3. L'administration fait valoir en défense que la requête de la société Novasun est irrecevable dès lors que sa réclamation préalable a été introduite tardivement. D'une part, la société Novasun se prévaut du délai de réclamation spécial prévu par l'article L. 188 B du livre des procédures fiscales, ouvert jusqu'à la fin de l'année qui suit la décision qui met fin à la procédure judiciaire et, au plus tard, jusqu'à la fin de la dixième année qui suit celle au titre de laquelle l'imposition est due, dès lors que l'administration a, dans le délai de reprise, déposé une plainte pour fraude fiscale. Toutefois, il résulte de l'instruction que l'administration a déposé une telle plainte le 5 septembre 2018, postérieurement au contrôle exercé par ses services et aux notifications à la société, le 16 décembre 2016 et le 6 avril 2017, des deux propositions de rectification. Dès lors, l'administration, qui n'a pas fondé ni modifié les redressements en litige sur la base des éléments révélés au cours de l'enquête judiciaire subséquente à sa plainte, ne peut être regardée comme ayant bénéficié, ni effectivement ni en principe, du délai de reprise spécial prévu par les dispositions précitées. Dès lors que les redressements en litige n'entrent ainsi pas dans le champ d'application de telles dispositions, le délai de reprise et de réclamation est celui de droit commun prévu par l'article 169 du livre des procédures fiscales. D'autre part, la société Novasun soutient que le délai de réclamation ne lui est, en tout état de cause, pas opposable dès lors que les propositions de rectification ne lui ont pas été régulièrement notifiées. Il résulte toutefois de l'instruction que les propositions de rectification ont été envoyées par l'administration par lettre recommandée avec accusé de réception à l'adresse de l'entreprise établie dans la commune de Bagnolet et que les plis avisés ont été retournés en comportant la mention " destinataire inconnu à l'adresse ". Alors que la requérante soutient avoir dûment informé l'administration fiscale que le siège social de la société avait été cédé, elle n'apporte au soutien de ses allégations aucun élément permettant de justifier avoir accompli de telles diligences. Dans ces conditions, les propositions de rectification doivent être regardées comme ayant été régulièrement notifiées, constituant ainsi le point de départ du délai de réclamation de droit commun ayant couru jusqu'à la fin de la troisième année suivante, soit jusqu'au

31 décembre 2019 et 31 décembre 2020. Par suite, l'administration fait valoir à bon droit que la réclamation préalable, présentée par la société requérante le 3 avril 2021, est tardive. La fin de non-recevoir opposée en défense doit ainsi être accueillie.

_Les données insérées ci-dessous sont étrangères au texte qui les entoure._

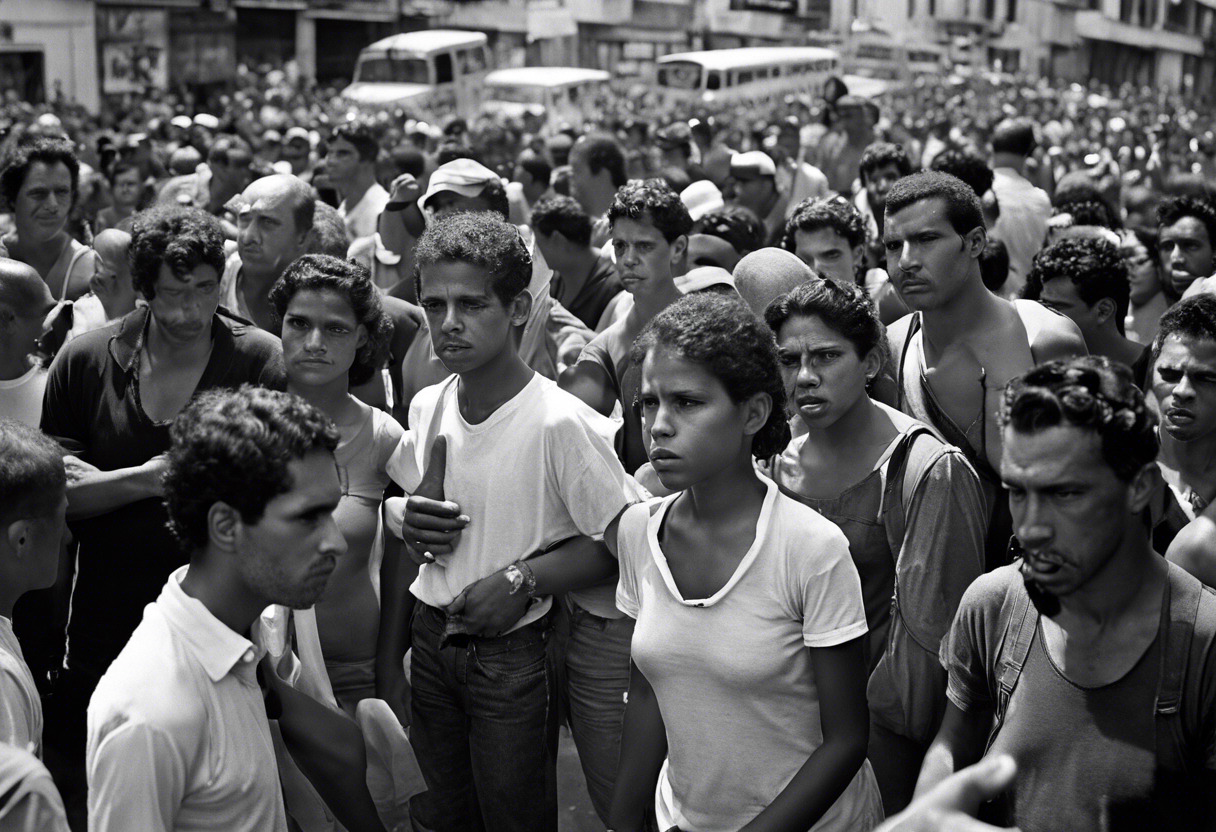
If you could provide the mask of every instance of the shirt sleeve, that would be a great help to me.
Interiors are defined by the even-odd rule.
[[[186,764],[168,733],[128,721],[96,741],[90,736],[88,765],[90,832],[174,828]]]

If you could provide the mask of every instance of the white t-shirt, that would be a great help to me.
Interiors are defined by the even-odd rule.
[[[24,375],[0,381],[0,418],[13,418],[30,427],[43,421],[43,390],[46,367],[36,364]]]
[[[418,568],[410,591],[446,607],[469,584],[519,558],[578,535],[598,536],[641,491],[625,473],[613,435],[617,426],[536,373],[480,425],[469,425],[456,401],[458,377],[418,390],[410,429],[388,462],[389,476],[412,493],[437,435],[447,439],[444,497],[471,518],[455,550]],[[389,529],[400,536],[405,500],[385,501]],[[545,597],[512,629],[551,606]]]
[[[0,615],[0,742],[43,755],[43,701],[12,620]]]
[[[679,494],[634,506],[620,521],[617,606],[637,619],[632,658],[668,733],[655,794],[660,830],[737,832],[769,806],[823,743],[806,648],[866,634],[844,533],[765,482],[755,541],[710,598],[681,597],[659,547]],[[812,828],[856,832],[882,819],[866,761]]]

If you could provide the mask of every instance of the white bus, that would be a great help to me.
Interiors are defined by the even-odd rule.
[[[485,103],[491,113],[522,118],[544,116],[548,124],[578,123],[592,114],[596,96],[612,75],[580,67],[495,69],[485,77]]]
[[[665,103],[764,102],[787,95],[822,95],[840,72],[840,55],[818,46],[744,46],[681,52],[659,58]]]
[[[472,116],[490,66],[483,32],[423,29],[365,46],[354,81],[342,91],[356,107],[405,106],[428,116]]]

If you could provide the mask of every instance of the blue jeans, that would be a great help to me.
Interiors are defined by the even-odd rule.
[[[415,606],[410,742],[428,789],[410,802],[417,832],[556,832],[552,618],[443,642],[445,613]]]
[[[601,618],[567,600],[567,718],[587,780],[591,805],[604,823],[620,763],[620,732],[629,691],[634,619]],[[564,629],[564,628],[563,628]]]

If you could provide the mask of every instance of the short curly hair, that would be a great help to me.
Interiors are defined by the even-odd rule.
[[[786,220],[786,234],[781,247],[787,252],[798,249],[798,232],[810,234],[820,229],[832,229],[856,248],[866,242],[866,221],[857,207],[843,197],[807,197],[794,207]]]
[[[550,197],[533,206],[530,224],[536,234],[548,237],[559,231],[575,246],[591,244],[591,218],[578,199]]]
[[[933,164],[929,167],[962,179],[978,196],[992,190],[995,179],[992,168],[989,167],[987,159],[973,150],[947,147],[933,158]]]
[[[790,319],[810,315],[848,338],[858,358],[877,349],[885,364],[886,327],[878,317],[874,302],[856,283],[844,283],[831,277],[809,280],[773,300],[764,311],[765,321],[778,335]]]
[[[1035,255],[1023,297],[1037,300],[1043,285],[1066,277],[1087,307],[1103,298],[1115,302],[1115,326],[1124,332],[1124,319],[1131,303],[1131,275],[1119,247],[1097,237],[1065,237]]]
[[[789,444],[777,342],[772,331],[739,298],[698,292],[676,300],[637,336],[630,360],[642,366],[646,355],[659,347],[704,366],[736,403],[756,393],[769,394],[772,411],[751,439],[753,456],[766,460]]]
[[[207,546],[216,502],[257,523],[292,489],[291,462],[338,446],[325,414],[292,393],[244,384],[212,389],[186,405],[169,429],[164,505],[169,530],[187,553]]]
[[[692,224],[689,234],[725,240],[741,257],[764,248],[767,236],[760,218],[742,206],[709,212]]]
[[[80,185],[80,161],[72,142],[57,136],[35,136],[17,141],[4,161],[0,169],[0,196],[4,197],[5,204],[11,207],[17,203],[17,195],[26,184],[26,176],[39,162],[47,167],[62,163],[68,169],[72,201],[75,202]]]
[[[865,182],[869,174],[888,164],[894,164],[895,169],[900,172],[900,176],[907,176],[912,173],[912,158],[903,150],[903,145],[896,145],[890,141],[871,142],[862,151],[861,162],[857,163],[861,181]]]
[[[490,275],[490,291],[511,303],[531,282],[533,260],[519,229],[494,212],[463,212],[422,232],[415,249],[413,288],[422,297],[422,269],[468,263]]]
[[[984,227],[984,209],[979,195],[957,176],[940,170],[922,170],[905,176],[886,192],[886,217],[925,199],[946,203],[946,219],[955,234],[966,235]]]
[[[669,243],[692,231],[692,215],[680,195],[662,179],[627,182],[608,208],[608,224],[619,219],[649,223]]]
[[[1216,206],[1201,197],[1170,197],[1156,207],[1156,229],[1169,227],[1183,217],[1194,217],[1207,229],[1207,242],[1216,248]]]
[[[202,208],[150,208],[135,215],[128,258],[135,291],[151,300],[162,263],[179,277],[203,265],[224,274],[224,226]]]
[[[336,292],[350,304],[355,320],[367,330],[367,343],[355,352],[355,360],[350,365],[350,383],[358,387],[371,381],[376,371],[384,366],[389,339],[393,337],[393,319],[384,311],[384,303],[372,282],[371,272],[358,263],[336,257],[300,257],[270,287],[270,304],[280,330],[292,298],[304,291]]]
[[[1156,460],[1156,416],[1132,371],[1104,355],[1049,361],[1014,378],[1004,389],[1001,427],[1037,433],[1053,427],[1094,431],[1102,457],[1124,482]]]

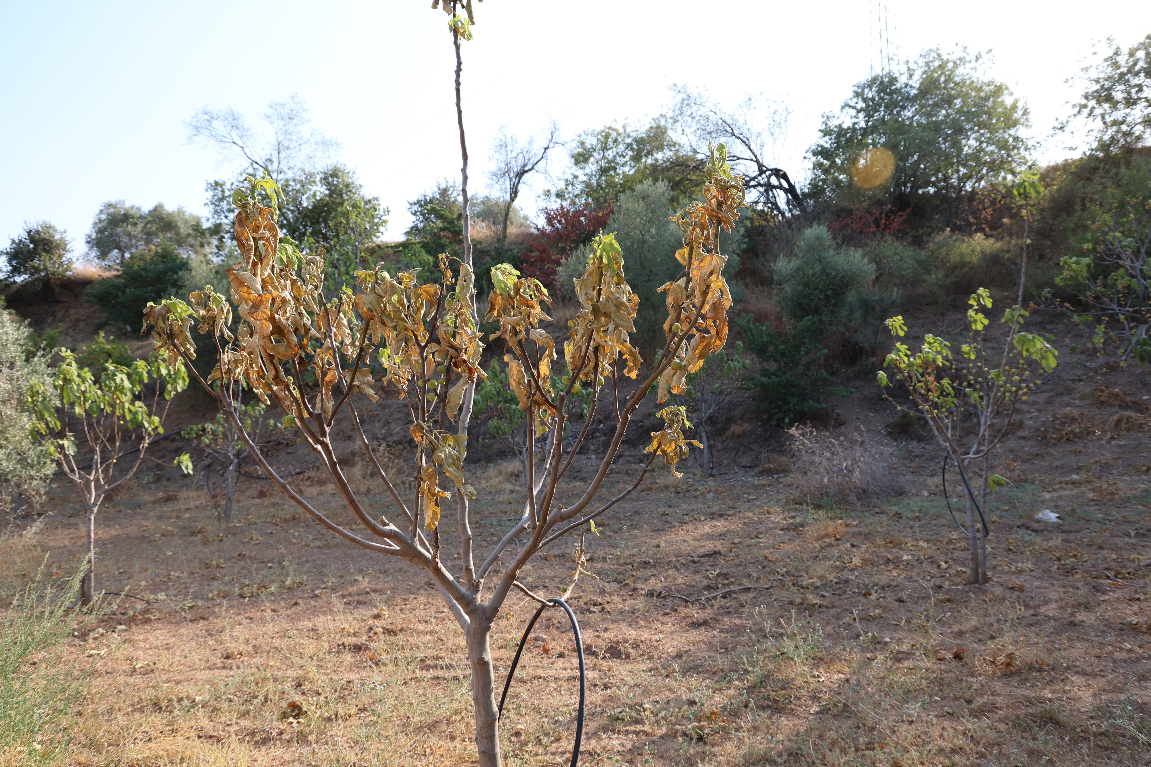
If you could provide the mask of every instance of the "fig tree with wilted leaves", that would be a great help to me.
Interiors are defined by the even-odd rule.
[[[449,26],[457,52],[457,116],[459,110],[459,41],[471,37],[470,24],[451,13]],[[470,15],[470,14],[468,14]],[[493,621],[512,589],[542,600],[517,581],[524,566],[559,538],[581,531],[633,492],[656,458],[676,470],[694,440],[684,437],[684,409],[665,407],[664,422],[653,432],[643,470],[613,498],[600,498],[627,427],[648,392],[656,388],[663,402],[686,391],[685,378],[708,355],[719,351],[727,335],[731,294],[723,278],[726,258],[719,252],[722,231],[731,231],[744,202],[742,179],[733,176],[726,151],[715,147],[707,163],[707,185],[700,201],[685,207],[673,221],[683,247],[668,258],[681,266],[678,279],[664,285],[666,343],[658,360],[639,378],[642,360],[630,342],[639,299],[625,277],[625,254],[613,235],[596,238],[584,275],[574,281],[580,302],[569,323],[569,338],[559,361],[556,340],[541,324],[550,301],[547,290],[508,264],[491,269],[495,285],[486,319],[498,330],[481,339],[475,309],[475,275],[467,239],[466,169],[464,159],[464,254],[440,255],[436,274],[425,279],[418,270],[389,274],[382,266],[356,273],[356,289],[331,300],[323,298],[323,255],[304,253],[282,237],[276,225],[277,187],[269,179],[250,178],[236,190],[233,202],[236,245],[241,262],[228,269],[230,296],[212,286],[190,296],[190,302],[167,300],[148,305],[158,351],[169,362],[195,356],[191,331],[211,335],[220,361],[199,383],[221,399],[227,417],[272,481],[334,534],[381,555],[406,560],[426,570],[464,631],[472,670],[472,701],[479,760],[485,767],[501,764],[498,713],[494,692],[489,635]],[[229,300],[230,298],[230,300]],[[239,329],[229,332],[233,306]],[[660,310],[645,307],[645,310]],[[477,552],[472,535],[472,501],[477,489],[468,482],[465,459],[468,422],[485,340],[501,340],[509,383],[525,412],[526,471],[524,511],[517,524],[490,550]],[[375,362],[382,374],[372,374]],[[563,366],[558,381],[552,367]],[[622,377],[637,379],[626,399],[618,396]],[[241,404],[233,384],[244,382],[264,402],[279,408],[350,512],[356,530],[342,527],[315,508],[280,477],[252,435],[243,427]],[[308,383],[313,382],[313,383]],[[221,385],[222,384],[222,385]],[[563,438],[569,408],[581,391],[592,390],[592,412],[570,444]],[[615,421],[610,445],[593,478],[577,492],[561,489],[566,471],[595,417],[599,394],[608,393]],[[404,402],[411,416],[416,491],[404,497],[384,471],[364,431],[359,407],[381,394]],[[333,427],[341,412],[353,428],[364,457],[374,467],[390,497],[357,493],[345,476],[345,462],[333,447]],[[677,474],[678,475],[678,474]],[[566,488],[566,486],[565,486]],[[449,568],[444,546],[458,554]],[[581,572],[582,546],[577,545],[574,578]],[[570,588],[569,588],[570,591]]]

4. Il résulte de ce qui précède que les conclusions à fin de décharge de la requête de la société Novasun doivent être rejetée.

Sur les frais liés au litige :

5. Les dispositions de l'article L. 761-1 du code de justice administrative font obstacle à ce que soit mise à la charge de l'Etat, qui n'est pas, dans la présente instance la partie perdante, les frais exposés par l'EURL Novasun et non compris dans les dépens.

DECIDE :

Article 1er : La requête de la société Novasun est rejetée.

Article 2 : Le présent jugement sera notifié à l'EURL Novasun et à l'administrateur général des finances publiques chargé de la direction spécialisée de contrôle fiscal Île-de-France.

Délibéré après l'audience du 6 novembre 2023, à laquelle siégeaient :

M. Charret, président,

Mme Nguër, première conseillère,

Mme Courneil, conseillère.

Rendu public par mise à disposition du greffe le 20 novembre 2023.

La rapporteure,

L. Courneil

Le président,

J. CharretLa greffière,

L. Valcy

La République mande et ordonne au ministre de l'économie, des finances et de la souveraineté industrielle et numérique en ce qui le concerne et à tous commissaires de justice à ce requis en ce qui concerne les voies de droit commun contre les parties privées, de pourvoir à l'exécution de la présente décision.